Por último, un punto no menor a veces pasado por alto en la relación entre estas dos recientes obras fílmicas chilenas es su correspondencia a la hora de planificar la producción. Ambas se construyen desde el uso de formatos audiovisuales electrónicos y aprovechan de distinta manera sus libertades, así como sus limitaciones. Mientras Bize se sustenta en un guión férreo y se beneficia de tirar planos excesivamente hasta perder cualquier idea predefinida de lo que quiere expresar, Campos es mucho más arriesgado e improvisa en base a ciertas líneas de guión, grabando sin pensar en medio de este proceso, elemento destacado por algunos, que en todo caso se puede intuir sin dificultad. Efecto primero: toda la debilidad de los diálogos de En la cama está tan bien resuelta en La sagrada familia que llega a ser su principal fortaleza; mérito de todo un equipo que debió trabajar bajo un referente muy distinto al acostumbrado en la industria. Segunda consecuencia: Bize tiene la posibilidad de iluminar con mayor rigor, de planificar un trato de la imagen más delicado, lástima que no haya sido igual con un uso programado de la cámara, al revés de Campos, que plantea una estética sucia a cámara en mano en casi la totalidad de la película, pero que parece temer de esta precariedad, para lo cual embellece escenas con música off, sin mucho sentido. Tercer resultado: ambos culminan con gran cantidad de material, lo cual resuelven por distintas vías (ordenar / construir) con opciones masivas similares: diversión (en cuanto a ritmo sobre todo). Al final, un cine por acumulación que resuelve entretener y un cine por improvisación al que le asusta ensuciar.

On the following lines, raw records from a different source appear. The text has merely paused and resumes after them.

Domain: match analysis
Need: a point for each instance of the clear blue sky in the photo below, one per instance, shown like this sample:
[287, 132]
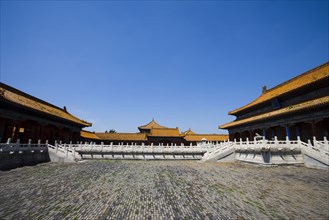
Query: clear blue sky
[185, 63]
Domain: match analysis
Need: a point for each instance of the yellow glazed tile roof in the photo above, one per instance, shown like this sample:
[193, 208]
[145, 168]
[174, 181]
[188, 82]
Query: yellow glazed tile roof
[151, 125]
[304, 79]
[122, 136]
[88, 135]
[293, 108]
[164, 132]
[15, 96]
[208, 137]
[189, 131]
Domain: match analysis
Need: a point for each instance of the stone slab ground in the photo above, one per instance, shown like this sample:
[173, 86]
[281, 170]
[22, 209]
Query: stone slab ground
[163, 190]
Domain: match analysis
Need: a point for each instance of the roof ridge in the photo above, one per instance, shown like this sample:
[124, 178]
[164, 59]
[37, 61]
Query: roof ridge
[297, 77]
[14, 90]
[269, 94]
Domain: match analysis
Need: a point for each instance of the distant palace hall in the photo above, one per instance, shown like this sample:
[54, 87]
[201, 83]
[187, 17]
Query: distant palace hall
[25, 117]
[153, 133]
[297, 107]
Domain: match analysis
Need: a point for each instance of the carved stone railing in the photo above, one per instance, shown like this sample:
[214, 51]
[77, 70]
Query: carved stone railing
[20, 147]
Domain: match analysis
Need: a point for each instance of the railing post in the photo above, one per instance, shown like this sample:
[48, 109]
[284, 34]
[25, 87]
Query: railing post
[56, 147]
[17, 142]
[314, 142]
[309, 143]
[326, 146]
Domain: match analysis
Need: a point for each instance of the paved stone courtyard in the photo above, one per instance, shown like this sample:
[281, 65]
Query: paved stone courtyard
[163, 190]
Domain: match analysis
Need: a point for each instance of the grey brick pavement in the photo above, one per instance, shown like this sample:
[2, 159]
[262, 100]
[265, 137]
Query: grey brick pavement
[163, 190]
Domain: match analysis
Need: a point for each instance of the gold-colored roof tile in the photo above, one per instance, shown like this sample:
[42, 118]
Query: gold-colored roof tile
[122, 136]
[208, 137]
[150, 125]
[293, 108]
[15, 96]
[300, 81]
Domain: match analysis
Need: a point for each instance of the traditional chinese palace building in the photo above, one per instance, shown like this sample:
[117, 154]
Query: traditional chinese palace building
[25, 117]
[153, 133]
[297, 107]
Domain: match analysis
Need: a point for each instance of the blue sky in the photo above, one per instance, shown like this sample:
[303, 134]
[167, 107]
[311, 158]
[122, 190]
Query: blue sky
[118, 64]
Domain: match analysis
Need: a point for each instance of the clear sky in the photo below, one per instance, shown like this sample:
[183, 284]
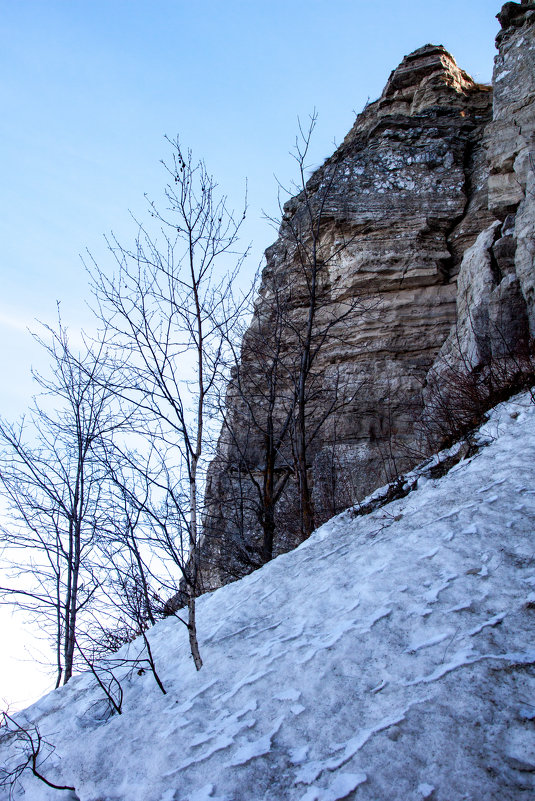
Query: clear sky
[90, 88]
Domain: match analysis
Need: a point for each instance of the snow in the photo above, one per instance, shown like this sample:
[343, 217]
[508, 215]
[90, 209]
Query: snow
[391, 656]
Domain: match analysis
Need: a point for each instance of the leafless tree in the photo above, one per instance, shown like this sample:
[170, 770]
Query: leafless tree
[31, 751]
[170, 307]
[52, 482]
[280, 399]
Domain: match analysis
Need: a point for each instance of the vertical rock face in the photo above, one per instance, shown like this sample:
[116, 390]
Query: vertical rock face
[427, 221]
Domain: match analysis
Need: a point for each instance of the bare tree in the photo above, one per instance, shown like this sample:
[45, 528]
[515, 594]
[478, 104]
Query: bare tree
[52, 481]
[170, 307]
[280, 399]
[31, 751]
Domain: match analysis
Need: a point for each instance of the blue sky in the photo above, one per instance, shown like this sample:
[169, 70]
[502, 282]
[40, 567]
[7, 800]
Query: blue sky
[90, 88]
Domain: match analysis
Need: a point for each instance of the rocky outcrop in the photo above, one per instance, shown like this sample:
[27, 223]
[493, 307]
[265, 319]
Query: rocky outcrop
[427, 220]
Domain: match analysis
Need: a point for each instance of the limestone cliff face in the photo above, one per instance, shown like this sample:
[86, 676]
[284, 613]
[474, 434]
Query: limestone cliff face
[433, 201]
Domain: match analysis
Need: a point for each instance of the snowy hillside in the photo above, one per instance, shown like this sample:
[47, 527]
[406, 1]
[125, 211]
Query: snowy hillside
[389, 657]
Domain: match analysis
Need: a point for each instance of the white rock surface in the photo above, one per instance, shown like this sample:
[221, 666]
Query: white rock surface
[390, 657]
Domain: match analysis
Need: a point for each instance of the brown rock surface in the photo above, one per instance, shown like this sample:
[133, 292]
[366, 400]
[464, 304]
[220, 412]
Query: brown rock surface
[410, 200]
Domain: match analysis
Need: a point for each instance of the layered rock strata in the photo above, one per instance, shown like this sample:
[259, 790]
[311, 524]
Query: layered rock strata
[426, 236]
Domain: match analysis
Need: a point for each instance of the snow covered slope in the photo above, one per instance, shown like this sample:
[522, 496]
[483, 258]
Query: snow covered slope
[389, 657]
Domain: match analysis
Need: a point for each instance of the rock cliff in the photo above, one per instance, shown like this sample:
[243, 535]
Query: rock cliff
[425, 245]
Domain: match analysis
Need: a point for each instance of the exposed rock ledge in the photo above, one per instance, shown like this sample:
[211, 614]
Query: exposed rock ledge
[435, 194]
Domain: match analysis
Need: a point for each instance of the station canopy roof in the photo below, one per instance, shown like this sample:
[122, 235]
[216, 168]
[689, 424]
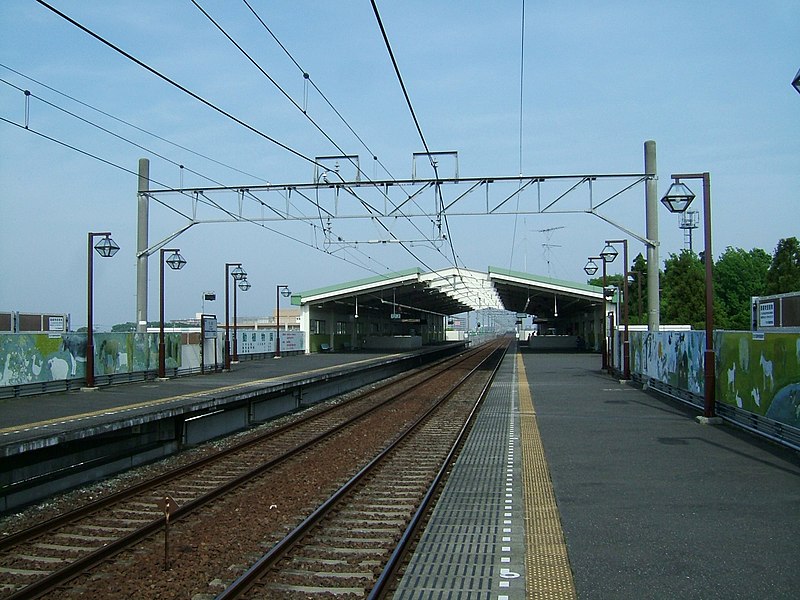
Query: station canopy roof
[454, 291]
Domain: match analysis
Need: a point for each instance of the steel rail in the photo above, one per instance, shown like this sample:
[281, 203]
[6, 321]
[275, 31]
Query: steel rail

“¿No hay vuelta atrás, compañero?”: la abulia de Padre nuestro
En las muestras especiales del Festival de Cine de Viña se exhibió en DvCam esta película de Rodrigo Sepúlveda, que va recién a proceso de post-producción. En palabras simples, es una comedia que alterna el conflicto de un padre moribundo sin ganas de someterse a los cuidados hospitalarios requeridos y sus tres hijos, que al viajar a Viña para intentar persuadirlo, deben suturar el pasado oculto en relación a su padre. Como comedia sería una basura si no fuera por el personaje interpretado por Jaime Vadell, quien tiene la capacidad de hacer una interpretación genial del mejor motivo del film, la contraposición de un espíritu dionisiaco en medio de la pesada formalidad reinante en su contexto. Dicho de otra forma, el alegre triunfo del gasto festivo por sobre el ahorro ascético, del ritual desbocado por sobre la mesura práctica. La tensión narrativa se centra por su puesto en el contrasentido que conlleva querer a un padre gozador de la vida para el que nada ni nadie parece tener importancia. Si volvemos a un ámbito comparativo, esta película se inserta dentro de la tradición de la comedia de los “hijos de puta” con los cuales cuesta no llegar encariñarse demasiado. La mejor de las que conozco es la ya clásica Il sorpasso (1962) (con diálogos de Ettore Scola y dirigida por Dino Rissi), cuyo mejor remake indirecto es a mi modo de ver On the run (1999), de Bruno de Almeida, un formato de historia similar con la excepción de la inversión del final de los personajes. Sepúlveda no es sin embargo tan directo a la hora de las referencias. Padre nuestro (2006) gana mucho con la inserción de esta temática, pero no demasiado respecto a lo que pierde con los lugares comunes del cine chileno: los simplismos sexuales, la estupidez picaresca, los criollismos innecesarios, la insólita mirada centralista de la provincia (un Valparaíso de postal, incluido el Proa al Cañaveral transformado en prostíbulo). ¿Si creo que la película pudo tener un mejor resultado? Haría falta mucho de lo que no es, aún cuando en principio no era una mala inspiración. En este sentido, Padre nuestro extiende los complejos de un cine chileno tramado desde la industria, modelo comercial y sin propuestas autónomas, dominado por la entretención televisiva, temeroso de la confrontación, vacilante, repetitivo, inocuo.